Kondisi masyarakat Indonesia yang majemuk memungkinkan terjadinya gesekan antar umat beragama. Geseakan menimbulkan dampak, baik positif maupun negatif. Seberapa jauh dampak yang ditimbulkan sangat tergantung pada tingkat kesadaran umat beragama.
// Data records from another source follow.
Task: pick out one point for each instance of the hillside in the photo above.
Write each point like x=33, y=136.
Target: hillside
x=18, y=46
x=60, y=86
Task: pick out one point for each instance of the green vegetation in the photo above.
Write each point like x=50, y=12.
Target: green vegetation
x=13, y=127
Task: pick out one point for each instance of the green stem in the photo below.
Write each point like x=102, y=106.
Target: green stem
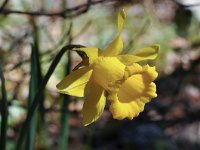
x=65, y=114
x=4, y=113
x=40, y=91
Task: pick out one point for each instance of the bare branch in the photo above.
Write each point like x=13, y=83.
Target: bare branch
x=67, y=13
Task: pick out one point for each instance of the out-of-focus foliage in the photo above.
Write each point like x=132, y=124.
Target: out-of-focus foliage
x=171, y=121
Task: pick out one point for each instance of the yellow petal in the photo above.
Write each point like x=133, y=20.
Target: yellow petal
x=116, y=46
x=107, y=70
x=91, y=53
x=74, y=83
x=133, y=94
x=143, y=54
x=94, y=103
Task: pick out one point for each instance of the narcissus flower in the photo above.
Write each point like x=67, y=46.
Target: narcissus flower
x=129, y=85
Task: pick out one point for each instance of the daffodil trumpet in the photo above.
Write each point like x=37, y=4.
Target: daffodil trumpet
x=128, y=84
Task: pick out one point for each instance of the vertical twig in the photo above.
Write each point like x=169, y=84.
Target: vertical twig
x=65, y=114
x=4, y=113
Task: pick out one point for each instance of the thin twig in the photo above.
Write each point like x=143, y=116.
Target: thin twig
x=4, y=113
x=67, y=13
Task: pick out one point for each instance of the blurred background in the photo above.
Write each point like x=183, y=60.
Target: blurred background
x=33, y=32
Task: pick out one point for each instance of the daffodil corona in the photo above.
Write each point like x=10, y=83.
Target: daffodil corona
x=129, y=85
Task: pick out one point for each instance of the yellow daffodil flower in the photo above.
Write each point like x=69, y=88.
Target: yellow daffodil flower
x=129, y=85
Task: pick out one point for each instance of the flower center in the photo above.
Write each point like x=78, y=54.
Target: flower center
x=107, y=70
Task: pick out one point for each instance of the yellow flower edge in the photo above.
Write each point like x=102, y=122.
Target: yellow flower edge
x=129, y=85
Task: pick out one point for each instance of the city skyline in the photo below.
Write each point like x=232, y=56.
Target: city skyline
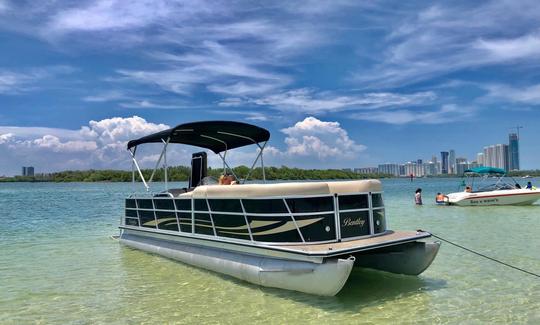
x=503, y=156
x=338, y=84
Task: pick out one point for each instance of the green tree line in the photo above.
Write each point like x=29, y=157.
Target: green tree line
x=182, y=173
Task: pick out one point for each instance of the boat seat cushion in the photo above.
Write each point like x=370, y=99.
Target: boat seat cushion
x=283, y=189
Secara historis, kondisi kehidupan pada masa lampau telah terbina kearah terwujudnya kehidupan yang penuh toleransi, rukun dan damai antar penganut agama yang satu dengan yang lainnya.Antar Hindu dan Budha, suatu contoh kerukunan yang pernah terjadi dimasa lampau dalam bentuk sinkritisme konsep, yaitu luluhnya antara Siwa Siddhanta (dari Hindu) dan Budha Mahayana (dari agama Budha) di Jawa Timur. Penyatuan kedua konsep ini dikenal dengan nama “Siwa Budha”. Sampai saat ini masih banyak orang pada umumnya belum bisa membedakan antara hindu dan Budha, sebagai akibat pengalaman masa lampau.
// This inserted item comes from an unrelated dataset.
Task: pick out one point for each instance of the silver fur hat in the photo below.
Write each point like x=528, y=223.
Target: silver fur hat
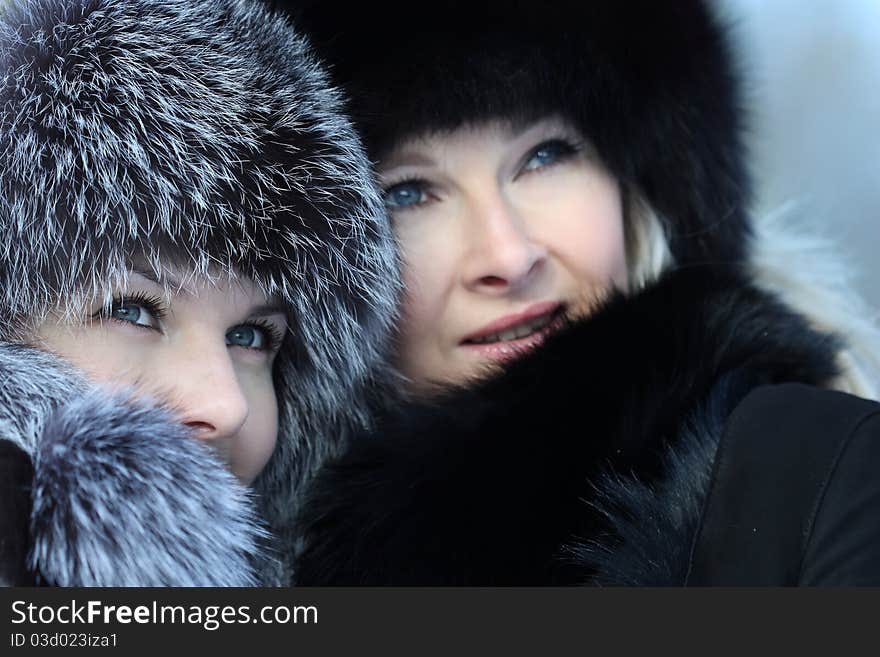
x=201, y=133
Jalinan yang harmonis antara kedua konsep ini tertuang dalam cerita Bubuksah Gagangaking. Sampai pada puncaknya pada jaman Empu Tantular, dimana peleburan diantara kedua konsep itu tertuang dalam Lontar Sutasoma dengan petikan kalimat: Riweneka datu winuwus, siwa kelawan Budha. Bhineka tunggal ika tan hana Dharma mangrua. Yang artinya: konon ceritanya dikatakan antara Hindu dan Budha berbeda, namun sesungguhnya satu. Tidak ada kebenaran yang mendua.
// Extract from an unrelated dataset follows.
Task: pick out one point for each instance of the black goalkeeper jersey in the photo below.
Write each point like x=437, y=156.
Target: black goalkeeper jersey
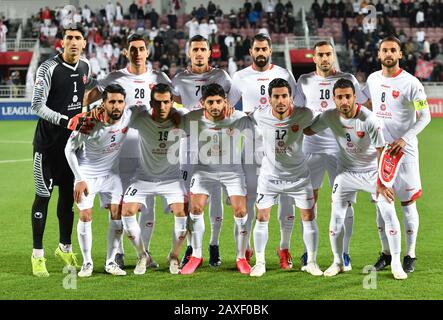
x=58, y=91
Menyimak ilustrasi diatas, menggambarkan ada semacam sinyal adanya tali perekat 6yang menyatukan antara konsep agama masing-masing yang sesungguhnya secara theologis berbeda. Namun dalam aspek penerapannya di masyarakat bisa menyatu, duduk berdampingan satu sama lain dalam melaksanakan aktivitas tertentu, terutama dalam aktivitas sosial. Sikap positif yang perlu ditumbuhkan di kalangan umat masing-masing, untuk mewujudkan apa yang menjadi cita-cita bersama, yaitu mewujudkan masyarakat adil dan makmur,sejahtera, gemah ripah lohjinawi salunglung sabayantaka, sehingga betul-betul menjadi kenyataan dalam hidup mengarah terwujudnya masyarakat yang madani.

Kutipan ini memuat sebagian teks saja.